Pode ocorrer um alarme falso, por exemplo, se ondas de um terremoto diferente rebaterem nas estruturas internas da Terra e forem detectadas pela matriz sísmica, observa a equipe no estudo. Mas John Vidale, sismólogo da Universidade do Sul da Califórnia, afirma que os sinais sísmicos parecem ser provenientes de um terremoto verdadeiro, ao menos tão profundo quanto sugerido pelos autores do estudo. “Parece inconfundível para mim”, indica ele.
Confirmação adicional do fenômeno pode ser obtida a partir da pesquisa de outro tipo de onda sísmica, conhecida como onda S ou onda de cisalhamento. O novo estudo identifica terremotos utilizando ondas de pressão, ou ondas P, que percorrem rapidamente o solo como uma mola puxada para frente e para trás. As ondas S avançam mais lentamente e fazem o solo tremer de um lado para o outro ou para cima e para baixo. Se as ondas S e P chegaram no tempo esperado com base na posição em que a equipe acredita que esse terremoto ultraprofundo ocorreu, “tem-se uma confirmação”, observa Vidale.
No entanto Vidale aponta que, ainda que a profundidade possa ser confirmada, o limite do manto inferior nesse local também é uma questão em aberto. Imagens sísmicas indicam que, conforme a placa afunda nas rochas densas do manto inferior, ela começa a se dobrar para frente e para trás “como uma massa de macarrão instantâneo molhado”, explica Houston. O acúmulo de rochas frias do fundo do mar poderia resfriar as rochas circundantes, empurrando o limite inferior do manto a profundidades maiores e tornando a interpretação do sistema muito mais complexa, prossegue ela.

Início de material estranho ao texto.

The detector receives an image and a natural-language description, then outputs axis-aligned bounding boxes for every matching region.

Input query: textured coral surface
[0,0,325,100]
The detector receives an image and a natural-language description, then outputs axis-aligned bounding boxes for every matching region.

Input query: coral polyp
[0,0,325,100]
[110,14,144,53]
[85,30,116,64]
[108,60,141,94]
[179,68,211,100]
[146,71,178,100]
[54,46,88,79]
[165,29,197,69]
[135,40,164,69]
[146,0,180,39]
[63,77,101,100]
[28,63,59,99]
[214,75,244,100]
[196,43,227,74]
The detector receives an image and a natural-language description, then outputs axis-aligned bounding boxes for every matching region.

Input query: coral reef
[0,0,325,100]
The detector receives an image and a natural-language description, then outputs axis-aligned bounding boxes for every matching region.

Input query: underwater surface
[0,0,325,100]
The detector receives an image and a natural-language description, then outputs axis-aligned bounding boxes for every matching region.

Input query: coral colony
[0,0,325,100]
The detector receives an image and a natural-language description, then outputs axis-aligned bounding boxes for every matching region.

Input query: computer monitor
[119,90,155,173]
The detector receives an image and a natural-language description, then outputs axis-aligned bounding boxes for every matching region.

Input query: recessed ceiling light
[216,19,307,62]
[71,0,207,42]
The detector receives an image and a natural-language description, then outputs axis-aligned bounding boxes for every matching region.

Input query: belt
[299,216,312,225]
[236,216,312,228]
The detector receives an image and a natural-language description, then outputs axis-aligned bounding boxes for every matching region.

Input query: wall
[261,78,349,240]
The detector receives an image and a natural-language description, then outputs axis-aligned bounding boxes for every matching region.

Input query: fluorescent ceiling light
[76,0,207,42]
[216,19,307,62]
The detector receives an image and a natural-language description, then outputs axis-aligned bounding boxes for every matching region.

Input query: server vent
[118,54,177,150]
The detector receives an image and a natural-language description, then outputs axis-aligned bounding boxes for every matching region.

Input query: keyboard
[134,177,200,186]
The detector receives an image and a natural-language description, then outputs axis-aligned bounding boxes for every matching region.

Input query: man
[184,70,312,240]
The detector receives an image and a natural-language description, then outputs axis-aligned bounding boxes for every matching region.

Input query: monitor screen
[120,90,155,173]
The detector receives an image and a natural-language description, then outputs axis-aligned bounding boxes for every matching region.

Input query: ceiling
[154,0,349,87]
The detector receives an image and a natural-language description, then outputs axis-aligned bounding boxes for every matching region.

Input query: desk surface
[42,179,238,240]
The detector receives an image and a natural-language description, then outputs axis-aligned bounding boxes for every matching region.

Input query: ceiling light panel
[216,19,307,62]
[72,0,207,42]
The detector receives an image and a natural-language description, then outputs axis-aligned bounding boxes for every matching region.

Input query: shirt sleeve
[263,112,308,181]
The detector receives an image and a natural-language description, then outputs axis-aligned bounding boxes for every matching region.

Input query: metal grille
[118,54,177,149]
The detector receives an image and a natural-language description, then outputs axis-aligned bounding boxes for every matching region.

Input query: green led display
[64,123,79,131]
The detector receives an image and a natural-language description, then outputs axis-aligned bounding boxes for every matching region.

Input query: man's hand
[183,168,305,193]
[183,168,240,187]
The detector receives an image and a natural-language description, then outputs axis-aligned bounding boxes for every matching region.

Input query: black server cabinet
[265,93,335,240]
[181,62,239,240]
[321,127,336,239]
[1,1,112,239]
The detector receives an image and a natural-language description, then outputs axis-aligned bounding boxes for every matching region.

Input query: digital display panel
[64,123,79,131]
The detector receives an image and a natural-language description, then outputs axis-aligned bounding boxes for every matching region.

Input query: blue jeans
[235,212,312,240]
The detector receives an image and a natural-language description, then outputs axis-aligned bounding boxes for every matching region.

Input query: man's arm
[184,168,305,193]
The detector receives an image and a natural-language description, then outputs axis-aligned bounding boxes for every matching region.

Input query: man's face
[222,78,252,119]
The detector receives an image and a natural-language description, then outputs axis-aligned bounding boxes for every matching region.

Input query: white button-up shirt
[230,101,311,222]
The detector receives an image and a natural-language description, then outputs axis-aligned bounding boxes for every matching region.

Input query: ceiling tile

Estudar o interior da Terra nunca foi fácil. “Não temos acesso ao local”, justifica Houston. “Só detectamos o que as ondas sísmicas nos revelam.” Contudo, à medida que as técnicas para localizar e estudar terremotos continuam a ser aperfeiçoadas, os cientistas têm uma oportunidade melhor de desvendar os misteriosos tremores nas profundezas — uma iniciativa que certamente revelará novas surpresas sobre nosso planeta agitado.
“Os dados sempre nos apresentam uma perspectiva diferente sobre a Terra”, conclui Billen.